Wel, Alice is een gelovige vrouw van ongeveer mijn leeftijd en zij is er geensdeels op uit haar lusten op mij bot te vieren, zoals ook ik er niet op uit ben dat met haar te doen. ’s Ochtends knielen wij eerst en doen wij samen ons gebed (‘Heilige God, heilige Moeder, heilige Zoon’ enzovoorts), daarna doen wij een ‘rondje Derp’ en treden wij in contact met de parochianen.
Vanochtend bijvoorbeeld kwamen wij mevrouw Zwart tegen bij boekhandel Dekker & Dekker, die ons aansprak: ‘Zo kapelaan. Fijn weertje. Is dat uw dochter?’ Ik legde mevrouw Zwart onze relatie uit, en zij keek begrijpend. Zij zei: ‘Dat celibaat moet ook maar eens afgelopen zijn. U heeft gelijk, kapelaan. Alice, welkom!’

vrijdag 14 november 2008

Welgemeende adviezen

Mijn buurvrouw, de zigeuneres, is een oude, alleenstaande mevrouw die, enigszins hardhorend, nog steeds gelooft dat alle wereldbewoners haar kinderen zijn. Ze komt éénmaal per dag bij me langs en onze conversatie begint onveranderlijk zo:
- Wilt u ook een kopje koffie, buurvrouw?
- Nee!
- Wát!? Géén koffie???
- Doe mij maar een citroenthee.
- Wilt u er suiker in?
- Die thee is al zoet van zichzelf.
Vervolgens vliegen haar ogen in het rond, op zoek naar de bitterkoekjes die ik speciaal voor haar inkoop.
- Dáár zou ik er wel één van willen hebben, buurman!
- Uiteraard.
Ik pak meteen twee bitterkoekjes en leg die voor haar neer.

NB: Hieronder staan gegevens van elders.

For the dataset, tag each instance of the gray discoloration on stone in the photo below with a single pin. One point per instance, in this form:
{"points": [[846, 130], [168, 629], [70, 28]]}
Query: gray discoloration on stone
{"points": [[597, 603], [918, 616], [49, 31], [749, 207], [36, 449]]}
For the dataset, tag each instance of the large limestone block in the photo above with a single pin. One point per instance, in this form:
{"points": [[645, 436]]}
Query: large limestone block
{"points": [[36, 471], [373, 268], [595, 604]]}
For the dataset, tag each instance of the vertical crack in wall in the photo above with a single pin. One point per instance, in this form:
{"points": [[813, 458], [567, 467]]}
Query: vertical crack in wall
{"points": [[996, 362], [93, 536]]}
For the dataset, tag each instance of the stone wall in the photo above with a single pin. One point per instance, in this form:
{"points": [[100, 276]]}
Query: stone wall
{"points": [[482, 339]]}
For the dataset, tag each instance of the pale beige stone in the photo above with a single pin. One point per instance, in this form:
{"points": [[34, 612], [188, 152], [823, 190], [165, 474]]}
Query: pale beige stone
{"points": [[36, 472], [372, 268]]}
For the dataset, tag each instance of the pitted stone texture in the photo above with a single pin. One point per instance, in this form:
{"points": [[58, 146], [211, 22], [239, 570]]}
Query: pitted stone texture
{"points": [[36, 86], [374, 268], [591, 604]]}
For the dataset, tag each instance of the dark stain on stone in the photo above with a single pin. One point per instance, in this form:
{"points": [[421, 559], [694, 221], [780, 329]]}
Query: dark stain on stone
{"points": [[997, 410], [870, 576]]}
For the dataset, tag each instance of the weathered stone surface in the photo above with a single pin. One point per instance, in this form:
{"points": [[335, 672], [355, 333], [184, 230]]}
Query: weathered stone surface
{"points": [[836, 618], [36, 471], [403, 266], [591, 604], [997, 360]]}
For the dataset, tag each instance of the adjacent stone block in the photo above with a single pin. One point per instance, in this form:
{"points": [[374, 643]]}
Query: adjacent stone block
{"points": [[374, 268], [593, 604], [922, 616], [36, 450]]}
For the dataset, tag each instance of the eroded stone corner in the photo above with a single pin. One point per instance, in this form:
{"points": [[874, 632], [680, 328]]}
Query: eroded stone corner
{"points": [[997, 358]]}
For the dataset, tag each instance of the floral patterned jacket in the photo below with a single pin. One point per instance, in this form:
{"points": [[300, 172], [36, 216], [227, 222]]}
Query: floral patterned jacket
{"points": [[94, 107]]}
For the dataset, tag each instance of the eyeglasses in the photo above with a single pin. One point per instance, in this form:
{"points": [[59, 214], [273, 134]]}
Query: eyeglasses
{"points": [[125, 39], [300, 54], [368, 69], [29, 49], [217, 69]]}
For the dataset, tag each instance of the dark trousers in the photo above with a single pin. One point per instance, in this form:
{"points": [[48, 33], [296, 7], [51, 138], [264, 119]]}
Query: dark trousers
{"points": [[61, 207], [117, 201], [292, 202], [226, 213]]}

Ze pakt voorzichtig één van de koekjes en steekt die in haar mond, neemt een slok thee (‘dat is om de koek weg te soppen’) en dat is het punt waarop ze begint me haar adviezen mee te delen.
- Jij waait altijd met alle winden mee, buurman.
Dat doe ik inderdaad. Als iemand vindt dat de jeugd te losbandig is, ben ik het daar mee eens. Vindt iemand anders, een halve minuut later, dat de jeugd te meegaand geworden is, dan ben ik het daar ook mee eens.
- Je moet eens leren vásthouden als je eenmaal iets vindt, buurman.
- Maar ik...
- Jawel, en daar zijn ook gerust wel cursussen voor!
- Ja, maar...
- Cursussen waar je dat kunt leren.
- O vast, maar...
- Want ze hebben tegenwoordig overal cursussen voor!
- Daar heeft u helemaal gelijk in, buurvrouw.
- Ik las laatst in de zondagskrant dat er ook reiki-cursussen zijn. Dus!
- Reiki?
- Ja. Wat dat is, stond er niet bij, maar die cursussen zijn er.
Dan neemt ze het tweede koekje, ze neemt haar laatste slok thee en ze gaat weer naar haar eigen huis.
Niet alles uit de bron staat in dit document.